Okay, let's copy this, and again, paste it at the bottom of our function file. I will save the page, and let's head back to Dashboard and do another Refresh, and we'll scroll down, and there is our Need help? option right there on the left at the bottom, unobtrusive, but available. Finally, let's add a little branding to our WordPress installation. The very first encounter that your clients and their workers will have with the WordPress application is the login screen.
I am going to log out, so we can take a quick look at it. So if I go up to where it says Howdy, admin and then choose Log Out, that will bring me back to the default WordPress login screen. Now, as you can see, WordPress is front in center, but Roux Academy is nowhere to be seen. Let's go back to Dreamweaver and remedy that situation. First, I am going to need to copy an image that I created for the login screen. We'll find that also in the Chapter 10/10_01 folder, and I will use Finder to go get it.
You want to pick up ralogo_admin.png, and we're going to put it in the htdocs/roux_academy/ blog folder, drill down to wp-content/themes/roux/_images. Paste that right in, and you will see it there. Okay, let's close that window, and now we'll go back to Dreamweaver and get the code from my snippet file for this final operation.
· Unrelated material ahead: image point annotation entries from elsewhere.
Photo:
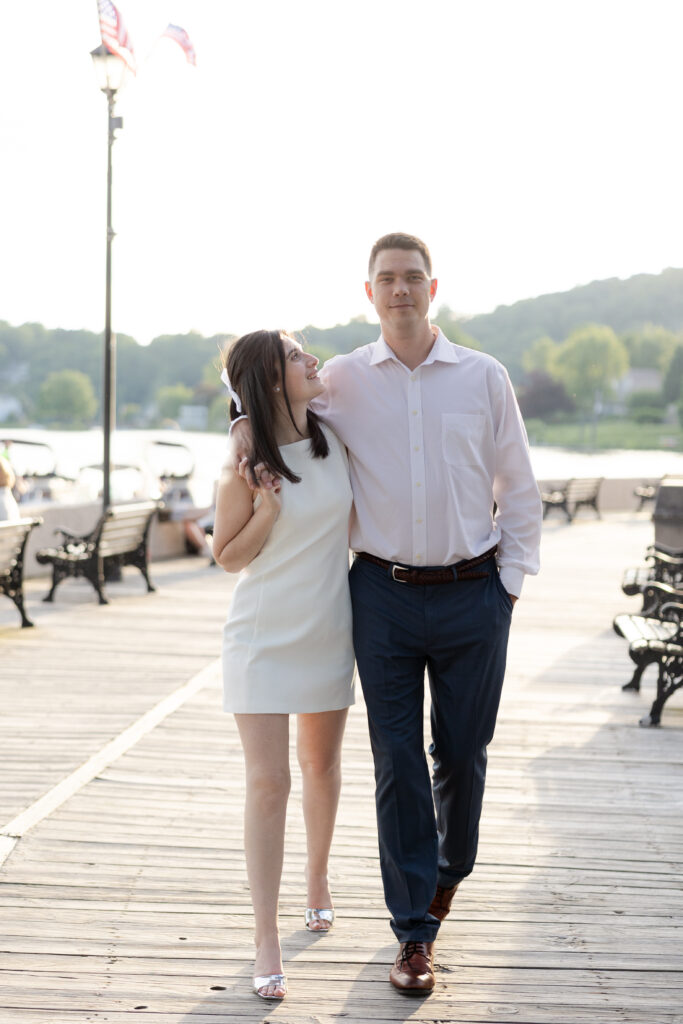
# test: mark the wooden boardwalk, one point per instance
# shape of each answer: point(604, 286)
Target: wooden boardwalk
point(125, 898)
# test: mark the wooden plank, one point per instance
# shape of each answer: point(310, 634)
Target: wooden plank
point(137, 884)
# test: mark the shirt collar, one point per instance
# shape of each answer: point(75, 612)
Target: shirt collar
point(441, 351)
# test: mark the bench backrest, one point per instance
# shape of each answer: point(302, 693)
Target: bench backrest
point(124, 527)
point(12, 536)
point(582, 487)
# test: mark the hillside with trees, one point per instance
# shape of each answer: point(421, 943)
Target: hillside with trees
point(623, 305)
point(564, 352)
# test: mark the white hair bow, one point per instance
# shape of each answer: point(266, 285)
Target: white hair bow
point(230, 390)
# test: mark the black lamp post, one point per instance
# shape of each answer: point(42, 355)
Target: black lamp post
point(110, 71)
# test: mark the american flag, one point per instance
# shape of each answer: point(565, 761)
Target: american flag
point(182, 39)
point(114, 33)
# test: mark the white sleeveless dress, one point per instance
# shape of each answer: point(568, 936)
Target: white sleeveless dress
point(287, 642)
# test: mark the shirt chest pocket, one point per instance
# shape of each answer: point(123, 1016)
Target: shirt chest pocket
point(462, 437)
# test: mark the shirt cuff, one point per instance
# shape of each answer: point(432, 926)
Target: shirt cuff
point(512, 580)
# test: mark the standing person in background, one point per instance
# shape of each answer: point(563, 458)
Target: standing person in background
point(8, 507)
point(287, 645)
point(446, 522)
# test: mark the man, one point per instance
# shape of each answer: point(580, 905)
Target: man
point(446, 521)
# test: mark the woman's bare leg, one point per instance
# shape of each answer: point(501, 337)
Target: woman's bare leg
point(265, 742)
point(318, 750)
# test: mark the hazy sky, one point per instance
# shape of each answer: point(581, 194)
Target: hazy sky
point(535, 145)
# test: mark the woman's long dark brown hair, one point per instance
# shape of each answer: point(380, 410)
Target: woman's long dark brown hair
point(255, 364)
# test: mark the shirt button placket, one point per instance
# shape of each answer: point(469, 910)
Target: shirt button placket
point(418, 489)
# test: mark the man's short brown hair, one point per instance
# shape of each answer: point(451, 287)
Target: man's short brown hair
point(399, 241)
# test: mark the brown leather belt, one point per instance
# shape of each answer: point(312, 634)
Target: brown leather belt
point(444, 573)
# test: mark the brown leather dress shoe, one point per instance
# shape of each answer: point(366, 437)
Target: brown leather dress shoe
point(442, 900)
point(413, 972)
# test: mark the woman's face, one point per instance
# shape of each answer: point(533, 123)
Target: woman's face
point(301, 377)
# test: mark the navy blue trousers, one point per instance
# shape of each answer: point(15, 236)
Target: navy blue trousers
point(458, 633)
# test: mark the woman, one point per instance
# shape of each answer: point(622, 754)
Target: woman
point(287, 644)
point(8, 507)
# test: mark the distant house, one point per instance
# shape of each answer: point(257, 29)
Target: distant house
point(638, 379)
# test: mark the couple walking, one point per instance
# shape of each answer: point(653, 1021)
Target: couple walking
point(421, 442)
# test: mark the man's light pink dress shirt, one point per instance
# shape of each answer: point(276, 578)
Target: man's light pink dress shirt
point(430, 451)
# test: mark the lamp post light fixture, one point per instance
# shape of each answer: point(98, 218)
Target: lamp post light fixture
point(110, 70)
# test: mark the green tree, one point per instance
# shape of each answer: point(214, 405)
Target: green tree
point(67, 396)
point(543, 397)
point(650, 346)
point(449, 323)
point(674, 376)
point(541, 356)
point(170, 398)
point(589, 363)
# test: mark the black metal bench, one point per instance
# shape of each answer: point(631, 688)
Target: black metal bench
point(645, 493)
point(664, 567)
point(13, 539)
point(655, 639)
point(571, 495)
point(119, 539)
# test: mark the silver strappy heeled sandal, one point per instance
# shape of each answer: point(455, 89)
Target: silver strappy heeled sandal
point(313, 914)
point(266, 981)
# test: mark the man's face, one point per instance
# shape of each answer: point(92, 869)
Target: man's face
point(400, 289)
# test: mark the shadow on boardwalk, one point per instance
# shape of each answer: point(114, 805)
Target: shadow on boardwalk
point(131, 899)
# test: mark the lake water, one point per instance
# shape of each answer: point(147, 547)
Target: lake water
point(151, 449)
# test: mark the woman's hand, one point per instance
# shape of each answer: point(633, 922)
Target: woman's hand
point(270, 497)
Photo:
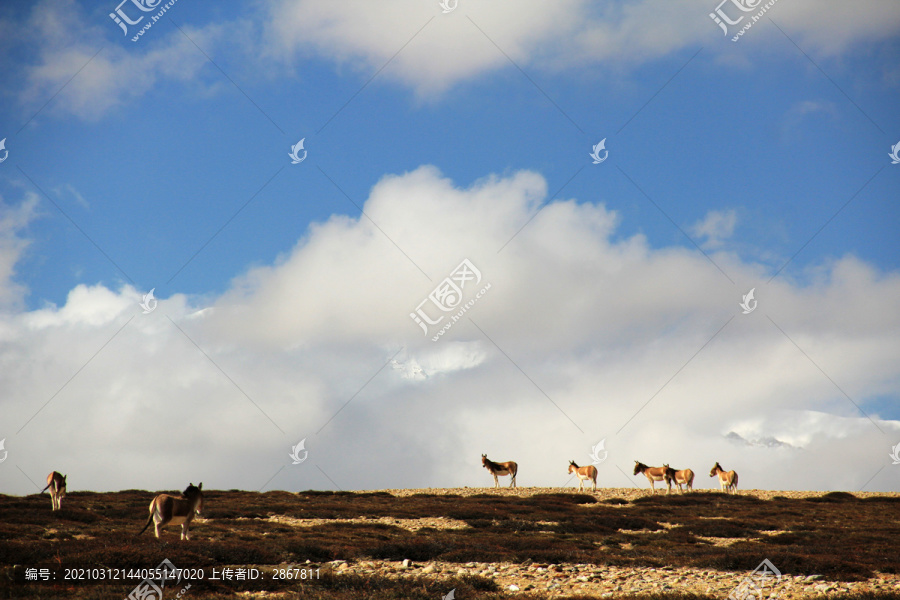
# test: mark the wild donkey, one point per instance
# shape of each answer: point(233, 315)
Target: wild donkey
point(166, 509)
Here, we have a function called custom_login_logo, and it echoes out a bit of HTML that will replace the existing h1 anchor tag which utilizes the WordPress background image, and we'll change that so that we have our own background image, as you can see, here in _images/ralogo_admin.png.
I am going to go ahead and set !important to make sure that it takes precedence. We'll add_action, we'll hook in this function to the login_head function. So, let's copy that, and in our functions.php page, paste it right in. I will save the page, go back to our browser and click Refresh. Now the logo has been replaced with a Roux Academy specific logo and the clients will be assured that they're in the right place when they first come to log in.
This lesson is really just the start of what's possible in customizing the dashboard. In other lessons in this chapter, you will see how to add new functionality, as well as interactivity.